Nicole: So you feel better. Okay. So we start with like the least riskiest thing, take it as for the least amount of time possible in order to control symptoms. But we do go up from there if we need to, because again, it's important for you to feel well, keep in mind that there is going to be probably some, an error, all right. And figuring out what works it's typically not. Or it may not be just like a, here's a one pill. You take it, you try it. And the headache's gone. It may require some time in order to figure out a regimen that really works best for you. Okay. So keep that in mind. All right. So let's get into some of the specific treatments. One of the things that I don't think we emphasize or enough, or talk about enough or give enough, like try to, is non-medication treatments.

Nicole: Okay.
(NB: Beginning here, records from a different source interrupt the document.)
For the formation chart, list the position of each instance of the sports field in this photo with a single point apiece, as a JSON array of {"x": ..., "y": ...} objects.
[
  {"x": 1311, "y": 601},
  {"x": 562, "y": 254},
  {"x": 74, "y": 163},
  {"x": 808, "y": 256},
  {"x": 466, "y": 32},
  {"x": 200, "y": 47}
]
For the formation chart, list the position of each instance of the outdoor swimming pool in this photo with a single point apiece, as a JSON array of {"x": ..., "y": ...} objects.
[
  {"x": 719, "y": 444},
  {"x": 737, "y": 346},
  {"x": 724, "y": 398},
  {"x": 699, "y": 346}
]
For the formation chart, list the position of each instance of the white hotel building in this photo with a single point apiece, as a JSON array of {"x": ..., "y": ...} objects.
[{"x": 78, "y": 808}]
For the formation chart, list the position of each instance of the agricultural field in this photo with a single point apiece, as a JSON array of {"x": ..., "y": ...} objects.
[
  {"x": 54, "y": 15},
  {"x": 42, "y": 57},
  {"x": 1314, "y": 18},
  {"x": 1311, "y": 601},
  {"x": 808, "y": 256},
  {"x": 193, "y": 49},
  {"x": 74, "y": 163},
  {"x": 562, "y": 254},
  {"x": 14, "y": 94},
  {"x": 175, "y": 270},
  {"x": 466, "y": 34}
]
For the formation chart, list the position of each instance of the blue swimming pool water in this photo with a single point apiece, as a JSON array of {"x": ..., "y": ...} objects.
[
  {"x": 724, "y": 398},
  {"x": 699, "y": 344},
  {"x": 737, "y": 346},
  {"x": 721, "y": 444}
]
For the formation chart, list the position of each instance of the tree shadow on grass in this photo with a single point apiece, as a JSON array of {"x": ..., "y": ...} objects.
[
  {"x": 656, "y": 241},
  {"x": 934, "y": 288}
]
So you can do things like heat ice, um, like a, a warm washcloth or a cold washcloth on your head. Massage can also help, rest can help. Of course, avoiding triggers can help like maintaining a regular meal schedule, what you eat, a reg a regular sleep pattern can also help. Also things like biofeedback being trained in biofeedback can help, relaxation training as well as cognitive behavioral therapy or all proven strategies that can help reduce headaches. Of course, they do take a bit more work and input on your part. So I totally get that. They may be challenging to do, but certainly consider some of those non-medication interventions as well. Some of them aren't as challenging, for example, like making sure you get some sleep and, and pulling back from electronic devices, things like that are relatively easy to implement. And now if we're talking about medicines, then the first line, and I'm sure you know, this, if you've heard this, this is the first line medication that we do for just about all types of pain in pregnancy, and that's gonna be acetaminophen.
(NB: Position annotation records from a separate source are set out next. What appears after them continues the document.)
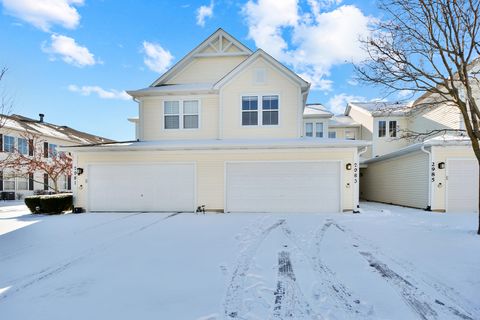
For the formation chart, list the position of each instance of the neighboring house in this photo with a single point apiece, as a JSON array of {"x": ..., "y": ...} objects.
[
  {"x": 223, "y": 129},
  {"x": 439, "y": 174},
  {"x": 17, "y": 134}
]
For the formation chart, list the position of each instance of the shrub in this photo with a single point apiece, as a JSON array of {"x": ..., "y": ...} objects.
[{"x": 50, "y": 204}]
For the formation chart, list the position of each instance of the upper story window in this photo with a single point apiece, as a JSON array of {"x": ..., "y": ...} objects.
[
  {"x": 349, "y": 134},
  {"x": 260, "y": 109},
  {"x": 250, "y": 111},
  {"x": 8, "y": 144},
  {"x": 23, "y": 146},
  {"x": 181, "y": 114},
  {"x": 309, "y": 129},
  {"x": 270, "y": 110},
  {"x": 52, "y": 150},
  {"x": 392, "y": 128},
  {"x": 382, "y": 128}
]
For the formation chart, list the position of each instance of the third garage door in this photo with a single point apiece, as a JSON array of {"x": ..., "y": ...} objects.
[{"x": 277, "y": 186}]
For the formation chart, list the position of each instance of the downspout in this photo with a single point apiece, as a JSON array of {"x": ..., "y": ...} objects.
[
  {"x": 429, "y": 205},
  {"x": 356, "y": 204}
]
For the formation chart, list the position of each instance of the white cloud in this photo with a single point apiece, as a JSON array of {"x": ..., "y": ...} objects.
[
  {"x": 156, "y": 58},
  {"x": 338, "y": 102},
  {"x": 43, "y": 14},
  {"x": 319, "y": 39},
  {"x": 69, "y": 51},
  {"x": 203, "y": 13},
  {"x": 102, "y": 93}
]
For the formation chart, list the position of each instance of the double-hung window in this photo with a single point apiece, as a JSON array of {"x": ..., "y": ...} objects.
[
  {"x": 319, "y": 129},
  {"x": 23, "y": 146},
  {"x": 382, "y": 128},
  {"x": 8, "y": 144},
  {"x": 392, "y": 128},
  {"x": 181, "y": 114},
  {"x": 260, "y": 110},
  {"x": 270, "y": 110},
  {"x": 250, "y": 111},
  {"x": 309, "y": 129}
]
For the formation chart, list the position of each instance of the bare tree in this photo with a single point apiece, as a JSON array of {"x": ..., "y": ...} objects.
[
  {"x": 431, "y": 47},
  {"x": 54, "y": 164}
]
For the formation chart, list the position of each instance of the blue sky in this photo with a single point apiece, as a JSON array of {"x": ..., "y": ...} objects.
[{"x": 73, "y": 59}]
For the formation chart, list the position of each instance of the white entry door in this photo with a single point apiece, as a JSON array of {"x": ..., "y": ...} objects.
[
  {"x": 462, "y": 185},
  {"x": 141, "y": 187},
  {"x": 277, "y": 186}
]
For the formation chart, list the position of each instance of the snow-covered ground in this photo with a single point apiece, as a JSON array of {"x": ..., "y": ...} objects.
[{"x": 385, "y": 263}]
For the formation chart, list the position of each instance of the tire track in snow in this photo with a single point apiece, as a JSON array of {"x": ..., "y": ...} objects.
[
  {"x": 330, "y": 286},
  {"x": 49, "y": 272},
  {"x": 290, "y": 302},
  {"x": 422, "y": 304},
  {"x": 233, "y": 304}
]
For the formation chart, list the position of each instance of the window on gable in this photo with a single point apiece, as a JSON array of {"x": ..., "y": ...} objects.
[
  {"x": 382, "y": 128},
  {"x": 172, "y": 114},
  {"x": 308, "y": 129},
  {"x": 319, "y": 130},
  {"x": 52, "y": 150},
  {"x": 392, "y": 128},
  {"x": 23, "y": 146},
  {"x": 270, "y": 110},
  {"x": 8, "y": 144},
  {"x": 250, "y": 111}
]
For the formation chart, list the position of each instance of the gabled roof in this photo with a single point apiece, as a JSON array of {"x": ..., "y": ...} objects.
[
  {"x": 316, "y": 110},
  {"x": 342, "y": 121},
  {"x": 45, "y": 129},
  {"x": 260, "y": 53},
  {"x": 381, "y": 108},
  {"x": 217, "y": 44}
]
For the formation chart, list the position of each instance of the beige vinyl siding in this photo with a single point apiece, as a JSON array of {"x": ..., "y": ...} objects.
[
  {"x": 207, "y": 70},
  {"x": 152, "y": 127},
  {"x": 443, "y": 154},
  {"x": 210, "y": 168},
  {"x": 366, "y": 130},
  {"x": 401, "y": 181},
  {"x": 442, "y": 117},
  {"x": 276, "y": 84}
]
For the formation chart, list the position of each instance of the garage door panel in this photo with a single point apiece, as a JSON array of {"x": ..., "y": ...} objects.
[
  {"x": 283, "y": 186},
  {"x": 462, "y": 193},
  {"x": 145, "y": 187}
]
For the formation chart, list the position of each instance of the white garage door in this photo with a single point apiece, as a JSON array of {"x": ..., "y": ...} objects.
[
  {"x": 141, "y": 187},
  {"x": 283, "y": 186},
  {"x": 462, "y": 186}
]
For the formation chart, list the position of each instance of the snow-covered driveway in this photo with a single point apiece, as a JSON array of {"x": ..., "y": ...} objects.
[{"x": 386, "y": 263}]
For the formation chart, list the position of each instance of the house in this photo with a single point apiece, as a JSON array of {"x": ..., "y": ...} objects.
[
  {"x": 25, "y": 135},
  {"x": 439, "y": 173},
  {"x": 223, "y": 129}
]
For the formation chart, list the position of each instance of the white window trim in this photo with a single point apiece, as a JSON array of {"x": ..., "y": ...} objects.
[
  {"x": 181, "y": 114},
  {"x": 260, "y": 110}
]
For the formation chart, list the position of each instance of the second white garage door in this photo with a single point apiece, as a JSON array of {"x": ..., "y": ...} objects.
[
  {"x": 141, "y": 187},
  {"x": 283, "y": 186},
  {"x": 462, "y": 185}
]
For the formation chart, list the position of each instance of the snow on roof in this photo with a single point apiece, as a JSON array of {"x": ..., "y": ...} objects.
[
  {"x": 382, "y": 108},
  {"x": 444, "y": 140},
  {"x": 316, "y": 110},
  {"x": 220, "y": 144},
  {"x": 167, "y": 88},
  {"x": 342, "y": 121},
  {"x": 36, "y": 127}
]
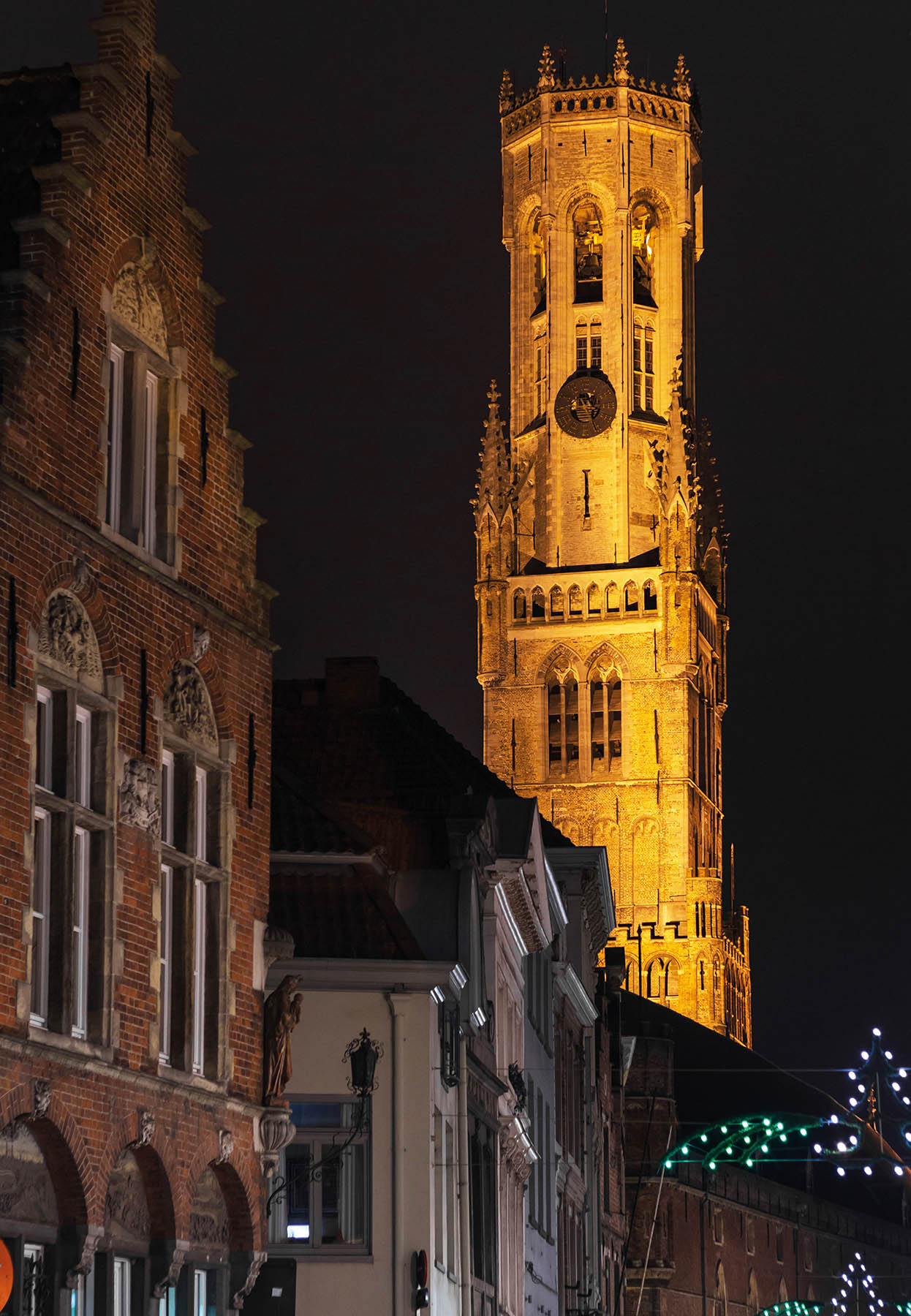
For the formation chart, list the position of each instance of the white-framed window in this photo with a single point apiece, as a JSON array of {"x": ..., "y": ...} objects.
[
  {"x": 135, "y": 421},
  {"x": 80, "y": 855},
  {"x": 166, "y": 964},
  {"x": 167, "y": 1303},
  {"x": 33, "y": 1279},
  {"x": 199, "y": 978},
  {"x": 330, "y": 1212},
  {"x": 116, "y": 358},
  {"x": 39, "y": 918},
  {"x": 204, "y": 1283},
  {"x": 72, "y": 833},
  {"x": 192, "y": 789},
  {"x": 78, "y": 1296},
  {"x": 121, "y": 1286},
  {"x": 589, "y": 345},
  {"x": 200, "y": 776},
  {"x": 44, "y": 738},
  {"x": 149, "y": 458},
  {"x": 83, "y": 757},
  {"x": 167, "y": 796}
]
Nicole: That's a generic medication. The brand name of course is Tylenol. Typically we start with the extra strength Tylenol. You can take two of those. So a thousand milligrams at once, and then just follow the directions on the bottle in terms of how frequently that you take it. But acetaminophen has been proven to be safe during pregnancy. Again, we wanna limit it to taking it only when we need to, and for the shortest amount of time possible. Now, if acetaminophen itself doesn't work, then we can add other things with it. So we can do acetaminophen with a medicine called regland. It's a, actually a, a anti nausea medicine we can do acetaminophen with codine. Codine is a narcotic. So we have to be careful about that. We definitely want to limit it because it can actually increase the risk of medication overuse headache, meaning you take the medication for on a regular basis.
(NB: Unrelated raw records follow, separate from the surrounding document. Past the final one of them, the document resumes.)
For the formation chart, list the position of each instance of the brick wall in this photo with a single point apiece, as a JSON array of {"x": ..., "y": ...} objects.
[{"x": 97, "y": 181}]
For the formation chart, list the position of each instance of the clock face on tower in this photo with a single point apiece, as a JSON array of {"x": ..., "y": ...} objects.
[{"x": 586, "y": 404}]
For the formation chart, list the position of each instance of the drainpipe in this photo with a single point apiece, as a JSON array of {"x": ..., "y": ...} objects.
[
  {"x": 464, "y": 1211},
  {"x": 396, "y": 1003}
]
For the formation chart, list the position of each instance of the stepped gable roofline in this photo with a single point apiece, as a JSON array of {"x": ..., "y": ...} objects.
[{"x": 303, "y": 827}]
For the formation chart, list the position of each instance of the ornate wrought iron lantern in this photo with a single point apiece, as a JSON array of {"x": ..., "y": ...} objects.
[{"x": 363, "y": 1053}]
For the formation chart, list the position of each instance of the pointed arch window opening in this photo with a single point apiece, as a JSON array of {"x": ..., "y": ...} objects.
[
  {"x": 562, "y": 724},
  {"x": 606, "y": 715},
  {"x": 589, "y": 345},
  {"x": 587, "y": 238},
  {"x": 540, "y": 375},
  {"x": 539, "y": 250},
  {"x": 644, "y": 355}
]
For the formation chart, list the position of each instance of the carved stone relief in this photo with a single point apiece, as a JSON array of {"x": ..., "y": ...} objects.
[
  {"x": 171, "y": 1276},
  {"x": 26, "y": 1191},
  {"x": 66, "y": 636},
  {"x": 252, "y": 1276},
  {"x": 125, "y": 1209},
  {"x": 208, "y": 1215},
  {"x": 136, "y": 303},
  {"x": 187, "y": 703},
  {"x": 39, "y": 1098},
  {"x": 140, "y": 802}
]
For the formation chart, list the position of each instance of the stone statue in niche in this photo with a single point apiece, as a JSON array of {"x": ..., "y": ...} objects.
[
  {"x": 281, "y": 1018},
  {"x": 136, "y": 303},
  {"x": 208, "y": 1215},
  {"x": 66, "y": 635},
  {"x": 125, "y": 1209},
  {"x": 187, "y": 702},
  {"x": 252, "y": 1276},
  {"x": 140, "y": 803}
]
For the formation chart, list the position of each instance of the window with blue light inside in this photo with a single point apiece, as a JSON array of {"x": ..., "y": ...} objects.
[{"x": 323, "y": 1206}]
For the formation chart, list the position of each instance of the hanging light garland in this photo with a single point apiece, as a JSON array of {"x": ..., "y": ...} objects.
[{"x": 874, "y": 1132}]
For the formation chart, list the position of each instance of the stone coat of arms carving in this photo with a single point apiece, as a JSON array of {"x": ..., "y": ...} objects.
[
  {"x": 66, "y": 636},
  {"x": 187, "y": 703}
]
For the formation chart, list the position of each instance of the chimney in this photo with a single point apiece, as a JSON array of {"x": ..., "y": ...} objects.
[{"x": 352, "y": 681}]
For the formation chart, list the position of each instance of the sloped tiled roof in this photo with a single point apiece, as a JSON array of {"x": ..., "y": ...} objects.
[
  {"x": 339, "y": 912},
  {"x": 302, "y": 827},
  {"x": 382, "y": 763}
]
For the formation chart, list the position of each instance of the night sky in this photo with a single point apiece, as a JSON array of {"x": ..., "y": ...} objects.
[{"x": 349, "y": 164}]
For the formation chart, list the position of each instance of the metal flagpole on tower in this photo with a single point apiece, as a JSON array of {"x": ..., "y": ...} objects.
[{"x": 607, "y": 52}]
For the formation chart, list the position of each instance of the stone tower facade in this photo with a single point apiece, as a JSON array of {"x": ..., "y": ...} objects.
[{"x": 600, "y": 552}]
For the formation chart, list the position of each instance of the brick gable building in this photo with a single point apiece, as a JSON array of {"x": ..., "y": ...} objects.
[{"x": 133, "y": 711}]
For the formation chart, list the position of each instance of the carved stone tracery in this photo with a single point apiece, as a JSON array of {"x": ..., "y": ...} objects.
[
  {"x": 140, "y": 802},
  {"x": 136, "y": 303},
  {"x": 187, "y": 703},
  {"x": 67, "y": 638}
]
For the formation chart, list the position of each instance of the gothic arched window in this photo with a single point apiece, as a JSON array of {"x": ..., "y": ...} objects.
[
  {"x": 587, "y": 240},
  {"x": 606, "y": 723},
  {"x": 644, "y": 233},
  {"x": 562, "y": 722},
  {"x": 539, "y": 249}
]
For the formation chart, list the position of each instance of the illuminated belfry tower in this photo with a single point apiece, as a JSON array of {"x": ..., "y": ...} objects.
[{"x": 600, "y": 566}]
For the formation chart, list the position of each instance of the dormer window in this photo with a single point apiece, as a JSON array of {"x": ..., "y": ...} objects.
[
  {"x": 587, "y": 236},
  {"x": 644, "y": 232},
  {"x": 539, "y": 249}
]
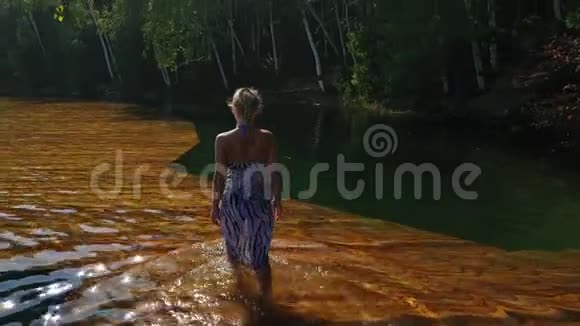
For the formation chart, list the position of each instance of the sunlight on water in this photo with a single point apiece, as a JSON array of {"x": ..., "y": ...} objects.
[{"x": 68, "y": 256}]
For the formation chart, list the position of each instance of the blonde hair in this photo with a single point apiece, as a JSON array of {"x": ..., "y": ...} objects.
[{"x": 247, "y": 101}]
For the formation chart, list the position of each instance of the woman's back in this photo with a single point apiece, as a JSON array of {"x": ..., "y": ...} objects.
[{"x": 244, "y": 145}]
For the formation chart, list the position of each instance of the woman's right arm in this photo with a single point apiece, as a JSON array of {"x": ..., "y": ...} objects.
[{"x": 276, "y": 179}]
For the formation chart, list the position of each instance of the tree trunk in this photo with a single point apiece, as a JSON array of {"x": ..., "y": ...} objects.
[
  {"x": 314, "y": 51},
  {"x": 475, "y": 50},
  {"x": 273, "y": 36},
  {"x": 348, "y": 27},
  {"x": 35, "y": 28},
  {"x": 233, "y": 37},
  {"x": 558, "y": 10},
  {"x": 101, "y": 39},
  {"x": 322, "y": 27},
  {"x": 112, "y": 55},
  {"x": 220, "y": 65},
  {"x": 340, "y": 31},
  {"x": 259, "y": 33},
  {"x": 493, "y": 56}
]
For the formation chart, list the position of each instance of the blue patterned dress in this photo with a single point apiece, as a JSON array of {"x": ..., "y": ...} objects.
[{"x": 247, "y": 221}]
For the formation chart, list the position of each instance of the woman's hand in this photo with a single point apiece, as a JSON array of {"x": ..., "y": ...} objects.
[
  {"x": 215, "y": 214},
  {"x": 277, "y": 209}
]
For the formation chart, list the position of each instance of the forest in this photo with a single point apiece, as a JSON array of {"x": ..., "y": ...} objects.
[{"x": 371, "y": 54}]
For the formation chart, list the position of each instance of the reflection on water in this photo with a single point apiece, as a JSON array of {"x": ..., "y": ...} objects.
[
  {"x": 67, "y": 256},
  {"x": 524, "y": 204}
]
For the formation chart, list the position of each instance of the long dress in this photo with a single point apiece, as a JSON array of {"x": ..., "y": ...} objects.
[{"x": 246, "y": 216}]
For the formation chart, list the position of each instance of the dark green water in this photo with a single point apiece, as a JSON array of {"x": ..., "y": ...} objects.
[{"x": 523, "y": 204}]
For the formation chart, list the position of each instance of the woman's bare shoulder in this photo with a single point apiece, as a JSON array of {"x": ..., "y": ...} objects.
[{"x": 266, "y": 133}]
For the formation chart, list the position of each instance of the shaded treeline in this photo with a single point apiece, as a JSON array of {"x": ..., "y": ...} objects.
[{"x": 371, "y": 51}]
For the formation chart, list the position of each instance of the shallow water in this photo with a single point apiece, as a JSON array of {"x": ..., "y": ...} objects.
[{"x": 149, "y": 255}]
Nicole: And when you stop it, then you have, what's called a rebound headache. Also codeine can cause withdrawal from the baby if it's used near term. So you have to be careful about that. The other thing that we also use is something called the brand name is Fioricet, but it's a combination of butalbital, acetaminophen, and caffeine that can also work well during pregnancy too, has some of the same issues as codeine, where you can develop a medication overuse headache, or if you use it too frequently, it can cause withdrawal for the baby near term. So it really should only be used for four or five days out of the month, either one of those in order reduce the chances of those negative outcomes happening. Now, I said in one of those that it's a combination of something called caffeine of a medication that has caffeine Fioricet that has butalbital acetaminophen and caffeine. Know that the caffeine doses in medications for migraines are pretty low.

Nicole: The range from 40 to 50 milligrams, as long as you have a daily caffeine intake of less than 200 milligrams. And that's a very conservative estimate, it can even be more. And that's about the equivalent of two, uh, cups of coffee, roughly. Then you're not likely to have any adverse pregnancy outcomes. And typically caffeine during pregnancy is associated with, um, miscarriage, if it's gonna happen, but it really high doses. So don't, um, stress yourself out that if you're taking this medication with caffeine, that you're gonna have these increased risk because the amount of caffeine is pretty low.

Nicole: Also know that for opioids like codeine, like I talked about, we want to avoid those in the first trimester. There is some limited evidence that they are associated with nervous system malformations in babies. Now, if those don't work, if the, the Tylenol doesn't work, or Fioricet doesn't work, then for short courses, we can try what's called NSAIDs NSAID medications. Non-oral anti-inflammatory drugs like ibuprofen in general, those are avoided during pregnancy and for good reason, because they can affect the baby's kidneys. So definitely do not take that on your own, discuss it with your doctor first, because it can only be given for a short period of time. Okay. And you definitely don't wanna do it. Um, in the first trimester, there's a slightly increased risk of those medications NSAIDs with pregnancy loss and some congenital anomalies, although that's limited evidence, but we know quick, very clearly that in the third trimester, it can have effects on the baby's kidneys, which can lead to low fluid. So we definitely wanna limit that. So don't try any ibuprofen at all during pregnancy, without talking to your doctor about it first.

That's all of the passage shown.